Using research to inform practice: Ageism

Using research to inform practice: Ageism
Posted By: Admin, 29th October

 

Staff and volunteers in the BAB partnership recently came together to look at a piece of research and discuss what impact it has for their roles and the wider sector. The purpose of these meetings is to help ensure that those who work or volunteer with older people in the city are working in ways informed by the latest research and evidence.

 

We looked at this research which outlines how ageist stereotypes can negatively affect the health of older people, with a focus on older women in particular. The article was called ‘Ageism can be Hazardous to Women’s Health: Ageism, Sexism and Stereotypes of Older Women in the Healthcare System’ (Chrisler and colleagues, 2016).

 

If you would like to come along to a similar session in the future, let us know by contacting clairechivers@ageukbristol.org.uk, you would be very welcome. It is an informal group which meets approximately every 2 months and is focused on supporting your evidence based practice.

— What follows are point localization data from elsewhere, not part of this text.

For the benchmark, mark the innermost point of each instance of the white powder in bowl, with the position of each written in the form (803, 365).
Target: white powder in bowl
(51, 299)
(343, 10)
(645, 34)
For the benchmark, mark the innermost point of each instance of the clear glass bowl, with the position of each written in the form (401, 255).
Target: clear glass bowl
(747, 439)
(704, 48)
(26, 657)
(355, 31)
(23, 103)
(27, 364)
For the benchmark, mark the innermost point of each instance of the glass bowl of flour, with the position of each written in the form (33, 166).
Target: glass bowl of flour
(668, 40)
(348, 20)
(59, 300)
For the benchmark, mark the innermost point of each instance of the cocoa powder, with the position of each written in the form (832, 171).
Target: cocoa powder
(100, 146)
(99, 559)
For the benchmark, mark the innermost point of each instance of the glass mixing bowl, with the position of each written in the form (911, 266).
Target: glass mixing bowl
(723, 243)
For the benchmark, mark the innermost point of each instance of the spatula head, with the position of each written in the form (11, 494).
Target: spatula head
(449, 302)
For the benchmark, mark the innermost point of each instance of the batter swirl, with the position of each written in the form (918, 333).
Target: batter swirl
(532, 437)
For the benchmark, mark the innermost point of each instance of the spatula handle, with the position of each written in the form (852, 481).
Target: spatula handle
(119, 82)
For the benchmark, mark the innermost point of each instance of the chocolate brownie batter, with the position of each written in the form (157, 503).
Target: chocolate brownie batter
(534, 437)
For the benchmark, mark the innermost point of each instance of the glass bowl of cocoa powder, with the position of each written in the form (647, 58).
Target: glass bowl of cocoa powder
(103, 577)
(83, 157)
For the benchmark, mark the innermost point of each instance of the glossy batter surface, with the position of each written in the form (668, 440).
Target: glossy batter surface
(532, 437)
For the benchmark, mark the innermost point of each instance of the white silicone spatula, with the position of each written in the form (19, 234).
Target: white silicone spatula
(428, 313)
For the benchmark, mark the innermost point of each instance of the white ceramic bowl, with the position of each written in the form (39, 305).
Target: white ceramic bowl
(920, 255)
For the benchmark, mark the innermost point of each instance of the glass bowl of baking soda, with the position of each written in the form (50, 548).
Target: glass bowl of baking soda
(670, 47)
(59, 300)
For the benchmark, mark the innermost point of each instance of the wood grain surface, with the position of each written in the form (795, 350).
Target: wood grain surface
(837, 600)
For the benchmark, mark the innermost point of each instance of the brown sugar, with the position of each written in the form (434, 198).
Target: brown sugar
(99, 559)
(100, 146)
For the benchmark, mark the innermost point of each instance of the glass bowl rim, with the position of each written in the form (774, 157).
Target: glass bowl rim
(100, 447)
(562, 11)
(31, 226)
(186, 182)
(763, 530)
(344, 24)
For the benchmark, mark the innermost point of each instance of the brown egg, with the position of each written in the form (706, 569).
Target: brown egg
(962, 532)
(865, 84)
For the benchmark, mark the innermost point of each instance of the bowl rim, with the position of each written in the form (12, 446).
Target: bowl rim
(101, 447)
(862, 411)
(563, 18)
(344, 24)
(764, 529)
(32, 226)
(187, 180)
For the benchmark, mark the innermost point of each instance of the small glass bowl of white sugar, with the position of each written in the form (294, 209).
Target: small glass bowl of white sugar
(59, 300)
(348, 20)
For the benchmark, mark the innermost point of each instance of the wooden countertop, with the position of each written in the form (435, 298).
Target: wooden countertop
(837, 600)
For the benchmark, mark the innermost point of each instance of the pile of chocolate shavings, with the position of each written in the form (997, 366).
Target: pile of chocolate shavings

We summarise the research at every meeting so it is not necessary to have read it all beforehand.

 

Here are some of the key insights from the meeting:

 

1. Ageism can influence the quality of services received by older people. The article looked specifically at healthcare, although the group felt similar findings would also occur in other situations. Ageist stereotypes can lead to some professionals making decisions for older people without their involvement, or to not explaining things as fully as they would to younger people. Rather than automatically being spoken to as an equal, the experience of some older people is of needing to ‘prove’ themselves worthy of this.

 

2. When this occurs, there may be a disparity in who feels able to challenge these professionals and who does not. The group felt that those who are less articulate, have lower confidence, are less assertive, are not used to challenging authority or do not have English as a first language may find it harder to have their voices heard and therefore may have less input into decisions that affect them.

 

3. It is important for those who work or volunteer with older people to challenge ageism in their work. Ageism often arises in everyday conversation in phrases such as “you look young for your age”, “having a senior moment” or referring to someone as “dear”. It is also visible in images which show older people as frail, unglamorous, unhappy or passive. This type of ageism can often go under the radar, yet as workers and volunteers we can challenge this on a one-to-one level.

 

4. Another way staff and volunteers can challenge ageism is to empower older people to have their voices heard and to understand that their views and lived experience are valuable. This approach is built into all BAB-funded projects, and can be seen in steering groups, forums, actions groups, asset-based practice and other forms of feedback and input.

 

5. This article focused specifically on ageism within healthcare. Stereotypes of older people mean healthcare staff are far less likely to ask them about behaviours such as sexual activity and drug use. By not considering this aspect of behaviour among older people, it can lead to some health conditions being overlooked or misdiagnosed.

 

6. The phrase “just old age” can be damaging and disempowering. It suggests that older people should simply ‘put up with’ certain conditions (e.g. hearing loss, depression), rather than finding ways to treat or manage these in similar ways to other age groups.

 

7. It is important for practitioners (in whatever field they work) to reflect on their behaviour, their decisions and the implicit assumptions behind these. Would they make that same decision if it were someone younger? Is there a legitimate reason for this, or is it based on an assumption about older age? To do this, it needs to be included in their training, but importantly they also need enough time to reflect. Unfortunately, this is not the case in many professions, including healthcare, which faces understaffing and time pressures.

 

8. A powerful view in society at the moment is the belief that looking older is something negative to avoid, while a younger appearance is something to aim for. This can be seen in the number of ‘anti-ageing’ beauty products available and the prevalence of cosmetic surgery among celebrities. This is the case particularly for older women, as older male icons are more likely to be categorised as ‘silver foxes’ or ‘distinguished’.  However there is beginning to be a movement in Hollywood embracing older age, see for example the Acting Your Age campaign.